For many people with ADHD, Adderall is what best manages their symptoms. At the same time, a drug that reduces appetite, increases wakefulness, induces feelings of euphoria (side effects, or, rather, effects of Adderall) — all through flooding your brain’s reward system—has vast potential for abuse. Amphetamine salts, used in Adderall, are classified by the U.S. Government as a Class II Narcotic, the same as cocaine and Oxycontin.
To prevent hoarding of materials and their potential for theft and illicit use, the Drug Enforcement Agency sets quotas for the chemical precursors to drugs like Adderall. But with the number of prescriptions for Adderall jumping 13 percent in the past year, pharmaceutical companies claim that the quotas are no longer sufficient for supplying Americans with their Adderall.
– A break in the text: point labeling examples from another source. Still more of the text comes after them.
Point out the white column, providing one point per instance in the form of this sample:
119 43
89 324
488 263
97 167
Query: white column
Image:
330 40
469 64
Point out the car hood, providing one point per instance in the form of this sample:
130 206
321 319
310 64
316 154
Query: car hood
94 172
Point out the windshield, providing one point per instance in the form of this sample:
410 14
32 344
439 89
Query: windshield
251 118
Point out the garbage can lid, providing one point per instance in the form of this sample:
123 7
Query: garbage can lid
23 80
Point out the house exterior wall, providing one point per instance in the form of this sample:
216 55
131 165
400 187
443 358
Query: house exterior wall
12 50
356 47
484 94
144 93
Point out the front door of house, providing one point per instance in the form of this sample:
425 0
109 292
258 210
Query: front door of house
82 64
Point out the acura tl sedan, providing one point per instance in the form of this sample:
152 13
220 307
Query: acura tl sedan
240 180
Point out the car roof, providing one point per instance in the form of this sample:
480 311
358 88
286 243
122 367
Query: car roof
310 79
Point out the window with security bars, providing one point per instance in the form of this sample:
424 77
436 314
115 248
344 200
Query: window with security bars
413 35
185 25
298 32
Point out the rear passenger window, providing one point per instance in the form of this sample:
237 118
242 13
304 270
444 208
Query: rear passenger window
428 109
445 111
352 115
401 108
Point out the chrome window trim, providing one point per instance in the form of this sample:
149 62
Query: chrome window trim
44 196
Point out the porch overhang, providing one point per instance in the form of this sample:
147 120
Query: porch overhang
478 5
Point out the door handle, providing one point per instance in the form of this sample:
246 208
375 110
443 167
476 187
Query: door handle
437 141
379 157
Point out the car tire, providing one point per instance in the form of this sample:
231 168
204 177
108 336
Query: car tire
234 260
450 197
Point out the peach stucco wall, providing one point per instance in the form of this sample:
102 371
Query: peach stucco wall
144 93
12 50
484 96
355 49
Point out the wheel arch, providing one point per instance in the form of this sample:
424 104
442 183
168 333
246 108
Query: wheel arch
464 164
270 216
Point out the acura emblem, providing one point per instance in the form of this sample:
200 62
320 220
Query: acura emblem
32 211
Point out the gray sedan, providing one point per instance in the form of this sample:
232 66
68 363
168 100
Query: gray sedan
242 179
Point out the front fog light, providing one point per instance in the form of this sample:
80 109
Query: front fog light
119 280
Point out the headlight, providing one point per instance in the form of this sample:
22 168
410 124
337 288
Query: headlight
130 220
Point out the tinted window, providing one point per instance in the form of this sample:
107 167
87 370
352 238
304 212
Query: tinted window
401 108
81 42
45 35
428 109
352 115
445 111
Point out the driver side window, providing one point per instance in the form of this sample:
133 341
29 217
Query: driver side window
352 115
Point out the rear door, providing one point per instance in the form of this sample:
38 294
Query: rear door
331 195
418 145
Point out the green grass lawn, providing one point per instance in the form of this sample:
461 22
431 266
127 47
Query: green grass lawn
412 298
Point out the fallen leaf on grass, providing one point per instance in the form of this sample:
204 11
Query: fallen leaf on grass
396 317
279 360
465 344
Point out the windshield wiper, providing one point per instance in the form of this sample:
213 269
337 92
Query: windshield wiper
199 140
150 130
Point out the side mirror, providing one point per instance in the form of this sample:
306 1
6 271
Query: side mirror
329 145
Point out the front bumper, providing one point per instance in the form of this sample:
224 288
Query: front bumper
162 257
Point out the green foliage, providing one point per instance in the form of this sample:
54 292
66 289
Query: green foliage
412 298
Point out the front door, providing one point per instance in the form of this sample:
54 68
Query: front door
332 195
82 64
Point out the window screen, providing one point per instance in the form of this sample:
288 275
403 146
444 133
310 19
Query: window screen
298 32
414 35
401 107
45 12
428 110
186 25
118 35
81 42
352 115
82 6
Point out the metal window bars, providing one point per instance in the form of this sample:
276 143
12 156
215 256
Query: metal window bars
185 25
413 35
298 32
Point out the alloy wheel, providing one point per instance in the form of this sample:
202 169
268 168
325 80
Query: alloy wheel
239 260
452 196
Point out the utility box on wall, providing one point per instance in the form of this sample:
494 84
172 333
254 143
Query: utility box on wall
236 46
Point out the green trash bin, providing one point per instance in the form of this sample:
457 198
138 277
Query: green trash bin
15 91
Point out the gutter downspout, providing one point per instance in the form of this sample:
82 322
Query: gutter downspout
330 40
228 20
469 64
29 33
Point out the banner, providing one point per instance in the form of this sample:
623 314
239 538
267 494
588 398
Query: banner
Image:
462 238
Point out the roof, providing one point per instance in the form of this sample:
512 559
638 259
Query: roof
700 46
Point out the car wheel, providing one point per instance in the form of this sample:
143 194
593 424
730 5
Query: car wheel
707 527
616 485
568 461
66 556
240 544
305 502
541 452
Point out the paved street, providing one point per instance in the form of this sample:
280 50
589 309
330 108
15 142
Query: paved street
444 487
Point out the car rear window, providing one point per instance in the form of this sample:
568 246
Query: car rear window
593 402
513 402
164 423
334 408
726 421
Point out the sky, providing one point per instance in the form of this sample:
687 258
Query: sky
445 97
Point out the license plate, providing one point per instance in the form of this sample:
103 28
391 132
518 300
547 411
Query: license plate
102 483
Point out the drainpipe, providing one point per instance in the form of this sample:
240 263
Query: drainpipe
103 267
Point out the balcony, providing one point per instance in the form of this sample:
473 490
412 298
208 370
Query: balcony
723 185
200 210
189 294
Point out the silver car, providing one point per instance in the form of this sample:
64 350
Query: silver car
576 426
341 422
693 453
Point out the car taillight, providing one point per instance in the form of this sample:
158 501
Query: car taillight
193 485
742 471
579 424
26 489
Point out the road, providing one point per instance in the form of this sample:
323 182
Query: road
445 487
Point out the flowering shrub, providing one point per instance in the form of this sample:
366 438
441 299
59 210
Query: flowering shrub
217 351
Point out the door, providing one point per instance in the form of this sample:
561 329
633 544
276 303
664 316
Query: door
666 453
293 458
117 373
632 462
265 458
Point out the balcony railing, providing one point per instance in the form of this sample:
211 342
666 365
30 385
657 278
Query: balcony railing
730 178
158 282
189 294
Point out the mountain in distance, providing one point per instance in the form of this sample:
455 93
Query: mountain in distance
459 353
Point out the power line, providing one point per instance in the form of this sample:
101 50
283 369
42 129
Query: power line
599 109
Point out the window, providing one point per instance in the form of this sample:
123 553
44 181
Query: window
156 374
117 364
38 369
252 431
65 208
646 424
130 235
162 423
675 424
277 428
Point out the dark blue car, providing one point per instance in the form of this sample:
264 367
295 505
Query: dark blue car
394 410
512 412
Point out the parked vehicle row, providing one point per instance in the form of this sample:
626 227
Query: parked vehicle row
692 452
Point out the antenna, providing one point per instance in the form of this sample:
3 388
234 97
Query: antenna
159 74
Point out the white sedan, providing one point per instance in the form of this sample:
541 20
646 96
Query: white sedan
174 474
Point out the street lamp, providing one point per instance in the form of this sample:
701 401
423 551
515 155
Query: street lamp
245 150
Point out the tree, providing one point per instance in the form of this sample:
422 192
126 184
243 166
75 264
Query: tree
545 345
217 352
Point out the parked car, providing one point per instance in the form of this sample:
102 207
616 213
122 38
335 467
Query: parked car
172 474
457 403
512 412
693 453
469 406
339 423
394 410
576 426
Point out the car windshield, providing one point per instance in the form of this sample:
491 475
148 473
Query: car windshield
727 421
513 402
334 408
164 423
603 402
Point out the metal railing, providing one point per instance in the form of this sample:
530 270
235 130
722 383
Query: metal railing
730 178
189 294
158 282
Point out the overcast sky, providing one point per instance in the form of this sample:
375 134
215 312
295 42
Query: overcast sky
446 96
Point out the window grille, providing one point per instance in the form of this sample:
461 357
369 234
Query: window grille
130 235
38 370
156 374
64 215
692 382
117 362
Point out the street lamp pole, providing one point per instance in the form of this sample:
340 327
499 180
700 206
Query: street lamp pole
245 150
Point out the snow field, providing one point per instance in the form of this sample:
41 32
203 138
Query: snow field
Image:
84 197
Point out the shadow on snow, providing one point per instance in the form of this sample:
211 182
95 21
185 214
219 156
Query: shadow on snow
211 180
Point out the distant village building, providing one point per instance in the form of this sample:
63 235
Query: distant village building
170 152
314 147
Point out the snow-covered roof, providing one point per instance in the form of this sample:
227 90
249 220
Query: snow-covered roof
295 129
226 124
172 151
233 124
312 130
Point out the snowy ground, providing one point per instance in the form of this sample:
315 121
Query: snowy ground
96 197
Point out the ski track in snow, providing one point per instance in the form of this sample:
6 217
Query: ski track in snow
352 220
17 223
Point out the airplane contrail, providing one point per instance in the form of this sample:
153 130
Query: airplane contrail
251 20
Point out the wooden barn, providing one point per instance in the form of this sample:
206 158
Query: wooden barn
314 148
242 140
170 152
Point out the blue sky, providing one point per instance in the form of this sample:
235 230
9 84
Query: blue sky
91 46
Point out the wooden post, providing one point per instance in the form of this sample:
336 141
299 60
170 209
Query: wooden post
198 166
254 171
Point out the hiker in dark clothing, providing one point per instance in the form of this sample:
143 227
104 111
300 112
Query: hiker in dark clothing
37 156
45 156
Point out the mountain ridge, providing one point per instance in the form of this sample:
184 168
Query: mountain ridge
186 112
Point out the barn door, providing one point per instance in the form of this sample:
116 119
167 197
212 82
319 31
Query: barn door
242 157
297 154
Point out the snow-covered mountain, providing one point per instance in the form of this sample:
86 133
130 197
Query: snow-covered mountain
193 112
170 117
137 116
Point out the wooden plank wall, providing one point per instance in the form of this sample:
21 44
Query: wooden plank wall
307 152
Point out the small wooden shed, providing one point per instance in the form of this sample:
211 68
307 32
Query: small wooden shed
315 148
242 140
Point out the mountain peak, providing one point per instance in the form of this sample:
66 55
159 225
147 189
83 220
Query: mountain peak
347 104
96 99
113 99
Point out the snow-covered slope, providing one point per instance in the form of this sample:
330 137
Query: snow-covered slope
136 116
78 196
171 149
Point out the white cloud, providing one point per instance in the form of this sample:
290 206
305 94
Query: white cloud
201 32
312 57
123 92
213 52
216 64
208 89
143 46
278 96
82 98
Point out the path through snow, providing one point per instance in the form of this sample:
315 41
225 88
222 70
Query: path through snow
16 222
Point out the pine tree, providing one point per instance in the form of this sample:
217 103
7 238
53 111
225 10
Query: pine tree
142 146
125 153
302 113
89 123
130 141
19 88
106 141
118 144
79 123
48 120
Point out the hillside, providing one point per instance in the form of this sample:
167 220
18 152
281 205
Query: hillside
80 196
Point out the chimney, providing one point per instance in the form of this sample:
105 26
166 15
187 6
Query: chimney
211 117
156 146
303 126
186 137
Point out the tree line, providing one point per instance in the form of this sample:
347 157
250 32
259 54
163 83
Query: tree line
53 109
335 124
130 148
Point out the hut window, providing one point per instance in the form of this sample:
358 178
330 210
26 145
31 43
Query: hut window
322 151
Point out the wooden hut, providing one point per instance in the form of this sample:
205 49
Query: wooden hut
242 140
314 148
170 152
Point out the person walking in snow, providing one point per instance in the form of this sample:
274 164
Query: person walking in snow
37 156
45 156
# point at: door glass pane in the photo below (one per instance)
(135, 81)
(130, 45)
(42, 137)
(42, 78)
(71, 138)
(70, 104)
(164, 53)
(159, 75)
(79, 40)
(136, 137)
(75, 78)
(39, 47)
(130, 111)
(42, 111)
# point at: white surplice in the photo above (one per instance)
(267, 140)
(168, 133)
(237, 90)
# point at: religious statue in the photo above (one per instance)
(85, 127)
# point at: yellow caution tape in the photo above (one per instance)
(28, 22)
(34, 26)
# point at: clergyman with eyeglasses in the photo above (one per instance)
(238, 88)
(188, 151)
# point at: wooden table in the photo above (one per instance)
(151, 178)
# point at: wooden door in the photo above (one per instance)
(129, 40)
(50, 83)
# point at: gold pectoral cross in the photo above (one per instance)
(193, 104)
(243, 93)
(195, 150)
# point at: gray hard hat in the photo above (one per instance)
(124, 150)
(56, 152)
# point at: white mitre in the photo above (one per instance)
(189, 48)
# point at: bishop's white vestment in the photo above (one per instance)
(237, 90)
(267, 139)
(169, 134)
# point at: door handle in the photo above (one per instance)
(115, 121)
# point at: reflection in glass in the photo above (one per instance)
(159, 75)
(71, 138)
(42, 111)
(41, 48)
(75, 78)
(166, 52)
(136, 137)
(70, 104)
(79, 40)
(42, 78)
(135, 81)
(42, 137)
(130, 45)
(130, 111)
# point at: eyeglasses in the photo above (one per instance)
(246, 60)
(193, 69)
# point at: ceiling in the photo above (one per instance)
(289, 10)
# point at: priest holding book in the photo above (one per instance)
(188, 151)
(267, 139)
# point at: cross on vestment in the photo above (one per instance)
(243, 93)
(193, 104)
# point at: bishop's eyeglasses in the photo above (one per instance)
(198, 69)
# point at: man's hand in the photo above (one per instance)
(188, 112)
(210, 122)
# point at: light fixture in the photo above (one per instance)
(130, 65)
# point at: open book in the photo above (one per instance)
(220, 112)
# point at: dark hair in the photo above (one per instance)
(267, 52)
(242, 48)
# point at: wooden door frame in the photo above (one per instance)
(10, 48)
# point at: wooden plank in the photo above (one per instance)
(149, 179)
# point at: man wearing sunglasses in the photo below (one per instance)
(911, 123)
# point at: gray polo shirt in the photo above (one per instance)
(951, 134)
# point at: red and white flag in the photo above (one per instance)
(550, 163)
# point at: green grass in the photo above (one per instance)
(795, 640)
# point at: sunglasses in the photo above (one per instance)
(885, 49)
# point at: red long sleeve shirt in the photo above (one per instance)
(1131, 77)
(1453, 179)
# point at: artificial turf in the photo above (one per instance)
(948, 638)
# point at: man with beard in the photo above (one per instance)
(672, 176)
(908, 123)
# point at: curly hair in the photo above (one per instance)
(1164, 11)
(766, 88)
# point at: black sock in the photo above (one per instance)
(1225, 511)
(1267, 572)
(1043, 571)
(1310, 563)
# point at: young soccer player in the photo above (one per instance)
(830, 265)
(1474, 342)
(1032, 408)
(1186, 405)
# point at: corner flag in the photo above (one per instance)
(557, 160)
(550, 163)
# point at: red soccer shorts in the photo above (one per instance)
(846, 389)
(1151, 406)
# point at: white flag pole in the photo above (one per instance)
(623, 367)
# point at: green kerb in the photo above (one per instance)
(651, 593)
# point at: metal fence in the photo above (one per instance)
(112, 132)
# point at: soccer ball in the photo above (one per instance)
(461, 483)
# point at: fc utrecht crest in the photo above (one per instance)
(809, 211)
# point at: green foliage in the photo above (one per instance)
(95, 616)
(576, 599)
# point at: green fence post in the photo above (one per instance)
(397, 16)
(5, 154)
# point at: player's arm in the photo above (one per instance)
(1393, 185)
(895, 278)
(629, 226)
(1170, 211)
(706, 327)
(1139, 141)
Doctors wrote over 18 million prescriptions for Adderall in 2010, and that number escalates every year. Increasing numbers of Americans being diagnosed with ADHD, coupled with a surge of others either feigning symptoms to get prescriptions or drying out their prescribed friends’ supplies, means there’s simply not going to be enough Adderall to satisfy everyone’s needs (and desires).